The Coalition for Innovative Media Measurement (CIMM) and the Society for Motion Picture and Television Engineers (SMPTE) have commenced work on a critical next step toward widespread industry adoption of Ad-ID and Entertainment Identifier Registry (EIDR) coding for all advertising and video content assets. At the centre of this effort is the establishment of the optimal open standard technical solution for the actual binding of Ad-ID and EIDR identifiers to video assets. The media industry currently has no standardised, open method of directly associating content identifiers with the audiovisual content itself.
CIMM’s advocacy platform, commonly known as Trackable Asset Cross-Platform Identification (TAXI), calls for all sides of the media ecosystem to coalesce around unique identifying codes — similar to the ubiquitous Universal Product Codes (UPC) used in many other industries. These codes are provided by either Ad-ID, the industry standard for identifying advertising assets across all media platforms, or EIDR, a global registry for unique identification of movie and TV content.

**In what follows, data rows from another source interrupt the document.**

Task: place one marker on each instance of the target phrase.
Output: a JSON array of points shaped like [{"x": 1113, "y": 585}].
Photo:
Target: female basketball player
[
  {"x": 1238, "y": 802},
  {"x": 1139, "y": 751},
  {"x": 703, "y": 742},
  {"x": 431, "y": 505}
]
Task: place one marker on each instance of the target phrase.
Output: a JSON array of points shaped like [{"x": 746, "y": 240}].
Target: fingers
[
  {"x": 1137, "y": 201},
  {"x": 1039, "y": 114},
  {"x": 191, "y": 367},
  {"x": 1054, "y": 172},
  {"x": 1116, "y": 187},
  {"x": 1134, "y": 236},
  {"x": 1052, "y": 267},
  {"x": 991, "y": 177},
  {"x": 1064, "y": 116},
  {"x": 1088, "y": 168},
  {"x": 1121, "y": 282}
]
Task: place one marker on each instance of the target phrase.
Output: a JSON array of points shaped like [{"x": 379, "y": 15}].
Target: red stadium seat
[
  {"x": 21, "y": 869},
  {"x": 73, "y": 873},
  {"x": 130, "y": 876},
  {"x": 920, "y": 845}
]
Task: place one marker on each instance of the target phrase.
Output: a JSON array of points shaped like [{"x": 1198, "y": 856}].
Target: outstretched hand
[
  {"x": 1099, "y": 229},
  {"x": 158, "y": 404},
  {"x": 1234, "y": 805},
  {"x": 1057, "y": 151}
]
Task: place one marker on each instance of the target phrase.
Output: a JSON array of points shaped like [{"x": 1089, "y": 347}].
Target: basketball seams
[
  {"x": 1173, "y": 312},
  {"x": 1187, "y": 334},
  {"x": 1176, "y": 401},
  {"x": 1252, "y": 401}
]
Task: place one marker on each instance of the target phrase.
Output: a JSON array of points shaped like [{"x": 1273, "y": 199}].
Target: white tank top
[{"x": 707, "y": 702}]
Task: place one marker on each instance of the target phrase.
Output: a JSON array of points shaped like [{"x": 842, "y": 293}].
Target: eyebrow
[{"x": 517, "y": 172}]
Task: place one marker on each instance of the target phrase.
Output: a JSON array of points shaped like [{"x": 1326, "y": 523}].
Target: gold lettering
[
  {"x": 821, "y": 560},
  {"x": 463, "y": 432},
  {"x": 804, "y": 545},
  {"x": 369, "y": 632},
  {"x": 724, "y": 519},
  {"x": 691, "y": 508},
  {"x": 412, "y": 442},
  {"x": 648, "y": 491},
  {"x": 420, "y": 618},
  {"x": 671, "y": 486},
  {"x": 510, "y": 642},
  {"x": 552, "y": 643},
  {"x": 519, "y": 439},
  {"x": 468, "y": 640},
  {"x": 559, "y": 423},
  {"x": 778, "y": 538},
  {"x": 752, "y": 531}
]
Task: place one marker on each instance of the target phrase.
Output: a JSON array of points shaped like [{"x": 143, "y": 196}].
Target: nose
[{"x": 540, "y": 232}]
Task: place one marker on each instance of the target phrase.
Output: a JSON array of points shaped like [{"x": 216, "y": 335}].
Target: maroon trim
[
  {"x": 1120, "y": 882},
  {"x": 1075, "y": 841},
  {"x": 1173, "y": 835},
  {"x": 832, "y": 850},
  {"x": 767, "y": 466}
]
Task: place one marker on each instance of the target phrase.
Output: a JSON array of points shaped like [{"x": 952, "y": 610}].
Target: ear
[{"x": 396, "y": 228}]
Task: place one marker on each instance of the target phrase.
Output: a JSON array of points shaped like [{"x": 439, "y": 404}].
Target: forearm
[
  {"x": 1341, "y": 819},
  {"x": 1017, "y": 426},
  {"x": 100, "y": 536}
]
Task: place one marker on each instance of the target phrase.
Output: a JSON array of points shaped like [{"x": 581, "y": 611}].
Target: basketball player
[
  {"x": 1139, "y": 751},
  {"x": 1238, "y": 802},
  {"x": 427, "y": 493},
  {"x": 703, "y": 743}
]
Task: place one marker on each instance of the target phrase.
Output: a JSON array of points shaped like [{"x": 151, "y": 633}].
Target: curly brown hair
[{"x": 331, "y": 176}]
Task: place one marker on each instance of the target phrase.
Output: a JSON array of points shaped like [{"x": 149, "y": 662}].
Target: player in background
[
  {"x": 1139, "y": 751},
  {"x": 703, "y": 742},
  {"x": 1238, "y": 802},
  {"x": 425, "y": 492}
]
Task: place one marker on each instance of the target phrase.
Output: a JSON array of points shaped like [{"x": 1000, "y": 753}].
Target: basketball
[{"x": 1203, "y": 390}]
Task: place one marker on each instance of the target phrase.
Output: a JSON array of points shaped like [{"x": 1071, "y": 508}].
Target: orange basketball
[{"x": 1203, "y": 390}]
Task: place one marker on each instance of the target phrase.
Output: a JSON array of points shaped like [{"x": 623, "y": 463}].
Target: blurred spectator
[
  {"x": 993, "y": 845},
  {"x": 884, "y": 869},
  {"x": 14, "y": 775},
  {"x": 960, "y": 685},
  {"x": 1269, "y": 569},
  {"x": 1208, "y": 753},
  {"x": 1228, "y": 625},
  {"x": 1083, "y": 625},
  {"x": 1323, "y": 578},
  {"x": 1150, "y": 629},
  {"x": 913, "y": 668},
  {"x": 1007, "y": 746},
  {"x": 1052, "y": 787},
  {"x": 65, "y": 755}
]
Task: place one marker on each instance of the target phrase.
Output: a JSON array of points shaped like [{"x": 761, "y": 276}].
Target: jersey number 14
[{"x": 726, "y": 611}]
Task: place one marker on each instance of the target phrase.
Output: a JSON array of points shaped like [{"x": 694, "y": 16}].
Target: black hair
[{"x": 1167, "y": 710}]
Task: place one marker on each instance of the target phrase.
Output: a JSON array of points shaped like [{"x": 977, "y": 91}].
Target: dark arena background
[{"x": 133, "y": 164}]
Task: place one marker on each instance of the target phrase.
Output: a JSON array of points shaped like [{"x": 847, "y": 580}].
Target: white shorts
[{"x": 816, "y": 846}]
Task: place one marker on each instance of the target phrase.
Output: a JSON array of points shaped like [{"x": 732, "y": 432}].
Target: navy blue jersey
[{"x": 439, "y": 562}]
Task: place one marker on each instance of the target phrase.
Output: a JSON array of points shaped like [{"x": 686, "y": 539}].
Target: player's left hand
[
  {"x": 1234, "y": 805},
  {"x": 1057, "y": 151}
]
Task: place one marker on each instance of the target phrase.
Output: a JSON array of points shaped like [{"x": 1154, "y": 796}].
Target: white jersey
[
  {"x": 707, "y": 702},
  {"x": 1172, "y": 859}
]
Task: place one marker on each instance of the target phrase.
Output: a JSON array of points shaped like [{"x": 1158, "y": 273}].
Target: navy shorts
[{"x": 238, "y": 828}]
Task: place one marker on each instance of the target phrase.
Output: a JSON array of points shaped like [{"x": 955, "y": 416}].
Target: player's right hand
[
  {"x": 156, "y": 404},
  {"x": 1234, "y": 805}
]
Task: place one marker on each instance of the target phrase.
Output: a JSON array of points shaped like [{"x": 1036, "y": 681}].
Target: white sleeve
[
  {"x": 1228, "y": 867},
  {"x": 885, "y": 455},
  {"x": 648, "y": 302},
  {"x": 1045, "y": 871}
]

Participating organisations that embrace the Ad-ID or EIDR coding as well as CIMM and SMPTE’s forthcoming open standard technical solution can better monetise video assets across distribution platforms, increase efficiency and accuracy of media workflows, and improve cross-platform media measurement by making it easier to track assets across television, broadband, and mobile video.
“Today, the transfer of content throughout the media ecosystem is rife with thousands of siloed, proprietary avenues that have resulted in massive inefficiencies, errors, and waste,” said CIMM Managing Director Jane Clarke. “The growing support for the TAXI initiative is a testament to the frustration with the existing system and a sincere willingness to effect change.”
As part of this initiative, CIMM and SMPTE formed a study group comprising CIMM members and representatives from media organisations, ad agencies, and vendors who are meeting regularly to discuss the issues and challenges, and ultimately, to agree on the best binding process to enact. The study group held its first session on August 13th, and the discussion focused on creating a roadmap to define such things as use cases, technical requirements, and binding technology candidates, all of which will provide valuable input to the group’s expected report. The outcome will be a key next step for the TAXI initiative and successful industry-wide adoption.
“We are fully supportive of the effort underway to implement a UPC type of embedded identification for professional video content and advertisements,” said SMPTE Executive Director Barbara Lange. “We are eager to lend our engineering expertise to support such an important endeavour and we are looking forward to evaluating potential technical solutions in the months ahead.”
Part of the group’s Charter is to author a request for information (RFI), soliciting input from the industry at large for approaches to binding IDs to media.